Monday, April 16, 2018

Richard Rorty

From Philosophy and the Mirror of Nature (paraphrased)

Personhood is a matter of decision rather than knowledge, an acceptance of another being into fellowship rather than a recognition of a common essence.

Knowledge of what pain is like or what red is like is attributed to beings on the basis of their potential membership in the community. Thus babies and the more attractive sorts of animal are credited with “having feelings” rather than (like machines or spiders) “merely responding to stimuli.” 

To say that babies know what heat is like, but not what the motion of molecules is like is just to say that we can fairly readily imagine them opening their mouths and remarking on the former, but not the latter. To say that a gadget that says “red” appropriately doesn't know what red is like is to say that we cannot readily imagine continuing a conversation with the gadget....

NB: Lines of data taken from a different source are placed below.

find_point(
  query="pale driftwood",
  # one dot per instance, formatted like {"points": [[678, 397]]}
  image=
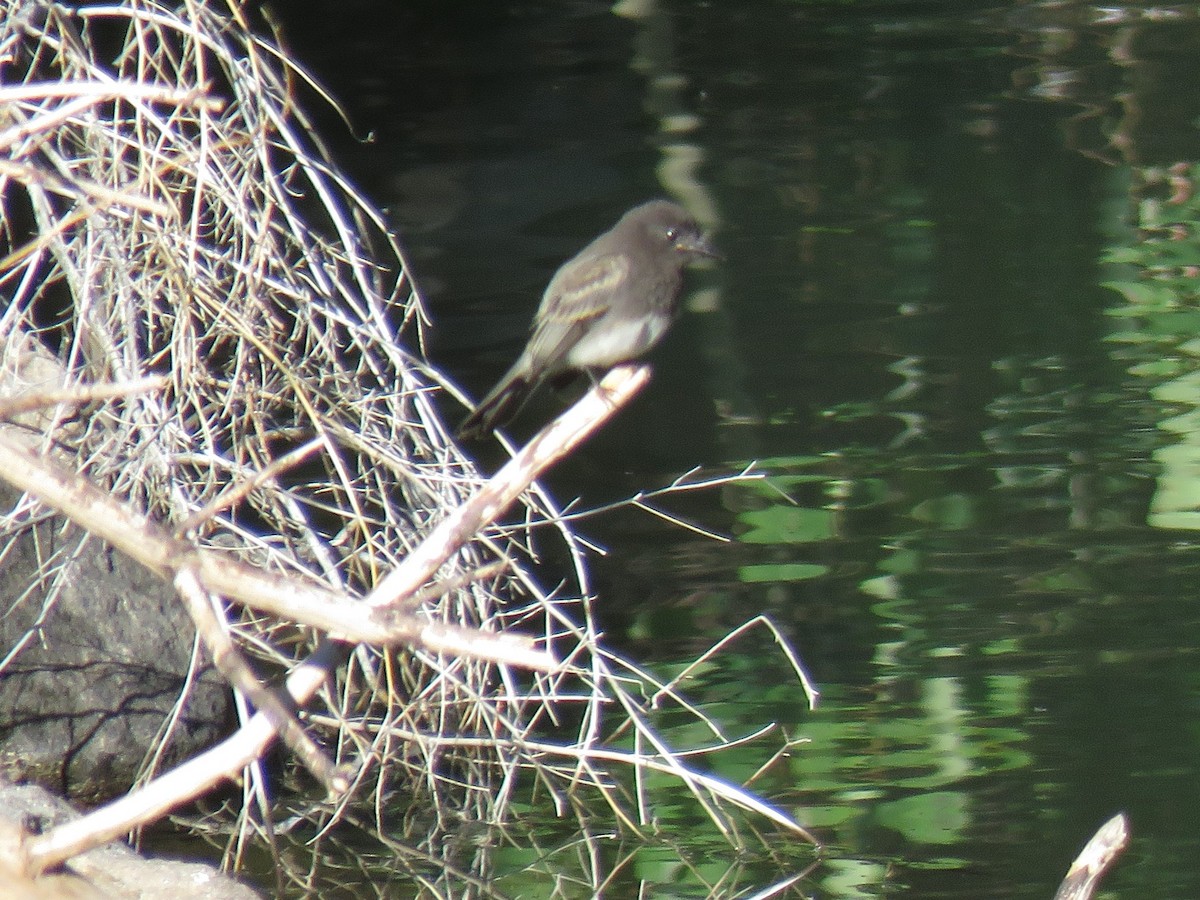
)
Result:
{"points": [[293, 599], [79, 501], [551, 444], [1095, 859]]}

Attribution of pre-linguistic awareness is merely a courtesy extended to potential or imagined fellow-speakers of our language. Moral prohibitions against hurting babies and the better-looking sorts of animals are not based on their possessions of feeling. It is, if anything, the other way around....

Rationality about denying civil rights to morons or fetuses or aboriginal tribes or blacks or Martians or trees is a myth. The emotions we have toward borderline cases depend on the liveliness of our imagination, and conversely.